Mysterious 'monument' found on bottom of Sea of Galilee, but what is it?
An underwater photo courtesy of the American Friends of Tel Aviv University, shows the structure is made of basalt boulders. (Photo: Shmulik Marco).
Published Tuesday, June 11, 2013 1:01PM EDT
Researchers have discovered a mysterious, man-made monument lying deep beneath the surface of the Sea of Galilee.
The team of researchers from Tel Aviv University found the cone-shaped structure while conducting a survey of the seabed in 2003.
Side scan sonar, which can create a three-dimensional model of the ocean floor, revealed the 13-metre-high, 70-metre-wide, cone-shaped monument.
It appears to have been built roughly 6,000 years ago.
"Close inspection by scuba diving revealed that the structure is made of basalt boulders up to one metre long with no apparent construction pattern. The boulders have natural faces with no signs of cutting or chiselling," says a report published this week in the International Journal of Nautical Archeology.

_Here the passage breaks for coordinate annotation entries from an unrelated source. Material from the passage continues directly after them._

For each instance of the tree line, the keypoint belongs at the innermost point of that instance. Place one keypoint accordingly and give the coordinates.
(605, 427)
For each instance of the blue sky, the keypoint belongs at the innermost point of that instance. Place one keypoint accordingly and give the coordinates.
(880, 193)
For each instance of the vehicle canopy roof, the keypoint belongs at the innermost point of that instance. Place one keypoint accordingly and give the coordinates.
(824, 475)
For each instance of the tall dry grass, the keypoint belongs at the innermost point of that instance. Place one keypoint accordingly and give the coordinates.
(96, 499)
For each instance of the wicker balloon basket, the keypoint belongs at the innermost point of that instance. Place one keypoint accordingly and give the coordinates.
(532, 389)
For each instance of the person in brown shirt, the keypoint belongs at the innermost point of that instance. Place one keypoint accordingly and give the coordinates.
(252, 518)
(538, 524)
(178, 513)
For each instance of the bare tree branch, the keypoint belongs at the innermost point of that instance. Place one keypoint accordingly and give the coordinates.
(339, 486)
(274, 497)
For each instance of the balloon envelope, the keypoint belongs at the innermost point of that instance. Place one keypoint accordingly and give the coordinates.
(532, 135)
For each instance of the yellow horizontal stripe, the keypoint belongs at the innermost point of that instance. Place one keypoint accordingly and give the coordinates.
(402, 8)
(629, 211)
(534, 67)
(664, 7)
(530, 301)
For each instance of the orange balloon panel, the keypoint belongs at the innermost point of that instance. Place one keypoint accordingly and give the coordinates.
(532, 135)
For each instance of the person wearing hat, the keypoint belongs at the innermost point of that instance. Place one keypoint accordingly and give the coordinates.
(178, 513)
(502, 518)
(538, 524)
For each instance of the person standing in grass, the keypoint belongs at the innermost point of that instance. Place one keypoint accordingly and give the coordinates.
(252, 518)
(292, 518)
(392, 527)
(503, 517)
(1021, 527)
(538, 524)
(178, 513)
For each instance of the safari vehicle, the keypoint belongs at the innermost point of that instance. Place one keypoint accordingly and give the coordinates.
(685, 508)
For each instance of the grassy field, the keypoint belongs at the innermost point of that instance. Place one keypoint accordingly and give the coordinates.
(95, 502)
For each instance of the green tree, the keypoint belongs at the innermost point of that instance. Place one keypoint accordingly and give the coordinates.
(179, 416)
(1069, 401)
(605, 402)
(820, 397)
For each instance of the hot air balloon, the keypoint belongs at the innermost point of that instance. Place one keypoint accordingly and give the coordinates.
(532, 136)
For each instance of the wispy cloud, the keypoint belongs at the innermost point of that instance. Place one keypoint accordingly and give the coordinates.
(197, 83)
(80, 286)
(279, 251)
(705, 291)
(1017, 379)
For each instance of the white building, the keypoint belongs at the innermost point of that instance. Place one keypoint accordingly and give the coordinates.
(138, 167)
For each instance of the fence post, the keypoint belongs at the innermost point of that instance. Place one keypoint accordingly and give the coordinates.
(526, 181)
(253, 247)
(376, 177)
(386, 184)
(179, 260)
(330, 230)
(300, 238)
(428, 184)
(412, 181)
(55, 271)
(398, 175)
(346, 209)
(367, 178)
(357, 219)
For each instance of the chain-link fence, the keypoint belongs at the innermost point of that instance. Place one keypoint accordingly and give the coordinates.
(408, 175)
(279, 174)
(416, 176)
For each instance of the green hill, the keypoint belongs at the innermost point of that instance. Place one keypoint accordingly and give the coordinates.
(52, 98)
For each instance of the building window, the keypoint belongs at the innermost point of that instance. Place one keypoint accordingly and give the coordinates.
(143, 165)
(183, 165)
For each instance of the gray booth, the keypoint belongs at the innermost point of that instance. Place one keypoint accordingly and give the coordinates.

Those boulders would have been transported at least several hundred metres from the nearest basalt quarry, and perhaps from as far away as two kilometres, the report states.
Archeologists have discovered evidence that the area, located in the south-western part of the Sea of Galilee in northern Israel, hosted a flourishing fishing industry that continued regardless of fluctuations in water levels over the years. As a result, one hypothesis put forward by the researchers is that the stone pile was built as an artificial reef, or nursery for fish.
In fact, the structure still attracts fish which prefer it over the sandy, structureless sea bottom surrounding it, the study says.
"Stone-built installations that are thought to be ancient fish nurseries are well known in the Sea of Galilee. They are found near the shores at regular intervals," says the study, though it points out that those structures were typically made with much smaller basalt stones, just one-third the size of those used in the monument. And the structures themselves were typically much smaller, just 1.5 to 4 metres in diameter.
And then there's the problem of building such a structure underwater in ancient times.
More likely, the study suggests, it was built on shore for some other, unknown purpose, and was later submerged either by rising sea levels, or tectonic activity which is known to occur in the region.
The structure is estimated to weigh roughly 60,000 tons: "Thus, the effort invested in such an enterprise is indicative of a complex, well-organized society, with planning skills and economic ability."
The researchers estimated the age of the structure by measuring the sand that has accumulated around its bottom. The base is currently two- to five metres below the sea floor, which would likely take a minimum of several thousand years to accumulate.
The research team believes the site may be a product of the Early Bronze Age, the only period in the region when megalithic structures are believed to have been constructed.
Next, researchers hope to conduct extensive underwater research to explore the foundation of the structure, or the surface on which it was constructed, search for artifacts used in its construction and more definitively date its construction.